Armed with a slew of former U.S. Trust wealth management veterans, Evercore Wealth Management has nearly doubled its assets under management to $1.4 billion in the past six months.

For the New York company's top executive, however, that's not nearly where he expects to be in five years: $5 billion.

"We are off to a good start in a turbulent environment," said Jeffrey S. Maurer, Evercore's chairman and chief executive. "But I would say we'd be disappointed if we weren't at $5 billion by our fifth anniversary. Right now, it is a question of how to get there. We are going to consider organic and inorganic means."

Maurer said Evercore, a division of Evercore Partners Inc., wants to get back to "an old-school asset management model" where advisers work more directly with investment clients.

"My partners are talented individuals that are capable of managing money and portfolios, and talking to customers," Maurer said. "At most shops, they can't do that."

Evercore, launched in November 2008, serves clients with more than $5 million of investable assets. It has a staff of 35 people, including 15 partners. Maurer said "probably 70%" of those partners are former executives of U.S. Trust. "The backbone of this organization are skilled portfolio managers that felt they could no longer conduct business the way that they wanted to."

Maurer, who was the CEO of U.S. Trust in 2003 when it was owned by Charles Schwab & Co., said he began recruiting executives from U.S. Trust after Bank of America bought it in 2007. "I think a lot of my colleagues realized that after Bank of America bought U.S. Trust, the basic wealth management service delivery model was going to change, and they were not going to have as rewarding of a position," he said. "When you look at it in general, these advisers wanted to deal directly with their customers, and they weren't going to be able to do that at B of A."

Consolidation has commoditized the wealth management business and for many larger companies, "portfolio managers" and "wealth advisers" have become very different jobs, analysts said.

Geoffrey Bobroff of Bobroff Consulting in East Greenwich, R.I., said companies like Fidelity Investments and Schwab have "detached" their portfolio managers from customers while smaller wealth management companies offer "more touch." Maurer "grew up at U.S. Trust serving high-net-worth clients, and there was a lot of hand-holding and touch," Bobroff said.

"I don't know that either model is right or wrong, and I think there is a place for both," Bobroff said. "The institutional approach allows you to scale a business better, but if you price products correctly, either can work, and ultimately the investor decides what they are more interested in."

Maurer said most wealth management companies "are built to create scale. We are interested in partnering with our clients to produce the best results for them. If we do a good job at that, we are confident we can have a profitable business."

Bobroff said: "Jeff is no fool. He spent years at U.S. Trust. He understands the economics and has priced his business accordingly. The old bank trust department model can work in this environment."

Evercore has been adding capabilities and expanding nationally for the past year.
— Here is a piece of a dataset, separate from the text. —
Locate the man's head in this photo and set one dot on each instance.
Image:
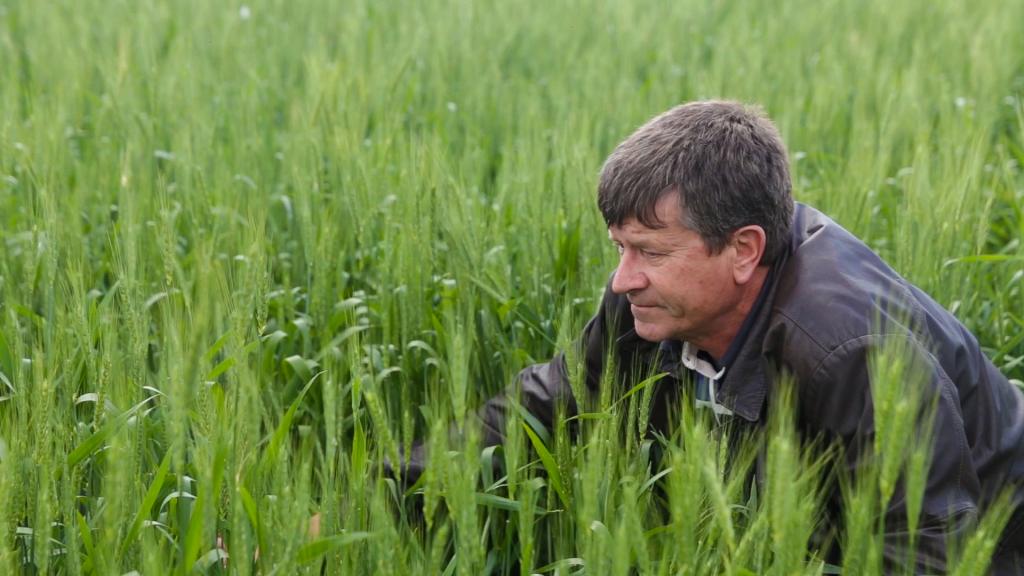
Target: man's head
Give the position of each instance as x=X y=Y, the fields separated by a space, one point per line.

On Tuesday, SEI Investments announced it entered into a multiyear agreement with Evercore, to provide outsourced back-office investment accounting and processing services. In May, Evercore bought Bank of America's special fiduciary services division and established Evercore Trust Co. to focus on providing investment management, independent fiduciary and trust services to independent benefit plans and large corporations. A month later, Evercore opened its first satellite office in San Francisco and added four partners and a senior adviser based in the office. The senior adviser, Charles "Butch" Swindells, was the western regional vice chairman for U.S. Trust Bank of America private wealth management.

Maurer said Evercore is interested in adding offices nationally.

"When I think about adding offices, I think about locations where Evercore Partners has offices — Los Angeles, Houston, Washington, D.C., and Boston," he said. "Evercore Partners is global, but Evercore Wealth Management is domestic so far."

Evercore Partners owns 51% of Evercore Wealth Management. The rest is owned by the unit's partners, Maurer said.

Evercore Wealth Management plans to expand organically and by going outside, Maurer said. "We have had meaningful growth in our first year, and we want to go out and develop more business the old-fashioned way — by going out and developing clients," he said. "But we are also always talking to other professionals in the wealth management business that believe our platform is the right way to approach clients, and that will accelerate our growth as well."

Evercore will also look for potential acquisitions, which could speed up its growth curve, Maurer said. "We have most of the capabilities that we need, we aren't planning to acquire to add capabilities," he said. "We are going to acquire to add either professionals or locations that are compelling."